[scald=61873:sdl_editor_representation]STRASBOURG (Reuters) - Vingt ans après la polémique suscitée par son transfert de Paris à Strasbourg, l'Ecole nationale d'administration a célébré lundi son ancrage dans la capitale alsacienne en inaugurant les locaux qui manquaient encore à son personnel.

Le ministre de la Fonction publique, François Sauvadet, qui avait fait le déplacement, a souligné le caractère "éminemment symbolique et exemplaire" de la décision prise le 7 novembre 1991 par le Premier ministre socialiste de l'époque, Edith Cresson.
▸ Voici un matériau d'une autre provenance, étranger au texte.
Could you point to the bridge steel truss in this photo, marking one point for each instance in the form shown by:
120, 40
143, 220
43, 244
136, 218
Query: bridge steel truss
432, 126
"Dans notre histoire centralisatrice, cela constituait une rupture sans précédent qui a incontestablement représenté une étape marquante dans l'évolution des liens qui unissent la République à ses territoires", a-t-il dit devant un aréopage d'élus, de fonctionnaires et d'étudiants de l'école.

Le nouveau bâtiment de 3.500 mètres carrés est relié par une passerelle à la Commanderie Saint-Jean, monument historique du XVIe siècle qui fut hôpital et prison avant d'accueillir la future élite de la fonction publique républicaine.
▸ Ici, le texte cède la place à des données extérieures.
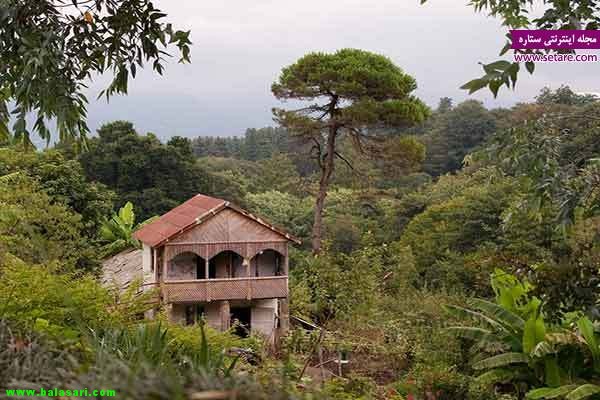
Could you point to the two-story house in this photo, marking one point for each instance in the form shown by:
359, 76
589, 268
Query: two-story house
213, 260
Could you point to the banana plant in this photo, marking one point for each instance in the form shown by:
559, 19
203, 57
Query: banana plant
510, 340
580, 390
117, 232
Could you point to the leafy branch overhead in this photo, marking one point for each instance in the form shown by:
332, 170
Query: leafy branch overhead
50, 49
521, 14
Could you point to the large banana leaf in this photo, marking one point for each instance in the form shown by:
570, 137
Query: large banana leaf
468, 313
587, 331
474, 333
550, 393
127, 215
583, 392
509, 319
498, 375
502, 360
534, 332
Conçu aux normes "haute qualité environnementale" pour 10,9 millions d'euros, il permet à l'administration de l'école d'abandonner les locaux qu'elle louait jusqu'ici à l'autre bout du centre-ville.

La délocalisation de l'école, qui s'est accompagnée d'une plus grande ouverture des études aux problématiques internationales, reste toutefois en trompe-l'oeil.
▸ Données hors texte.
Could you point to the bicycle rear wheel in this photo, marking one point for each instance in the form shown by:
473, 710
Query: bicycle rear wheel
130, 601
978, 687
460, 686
Les promotions de 80 élèves - auxquels s'ajoutent trente étudiants de la filière internationale - passent la moitié de leurs deux années d'études en Alsace, l'autre étant consacrée à des stages.

L'école, qui n'emploie que deux enseignants permanents (en français langue étrangère et en sport), doit faire venir ses intervenants, au nombre d'un millier chaque année, de l'extérieur et pour beaucoup de Paris, s'agissant notamment des hauts fonctionnaires.

De même la formation continue, les relations internationales et le concours d'entrée, restent-ils basés dans la capitale pour des raisons de meilleure accessibilité.

Pour Christine Demesse, qui préside l'Association des anciens élèves de l'Ena, laquelle avait combattu le transfert, le bilan est mitigé mais le débat n'a plus lieu d'être.

"Les élèves y trouvent leur compte. Ils sont bien logés et ont l'impression de vivre sur un campus, ce qui n'étais pas le cas à Paris", reconnaît cette ancienne de la promotion Henri-François d'Aguesseau (1982).

"Je ne pense pas qu'il y a eu un réel intérêt en termes de coût ou d'organisation mais les élèves n'ont pas perdu en termes de qualité des interventions ou de qualité d'accueil, c'est l'essentiel. Après, c'était une décision politique", conclut-elle.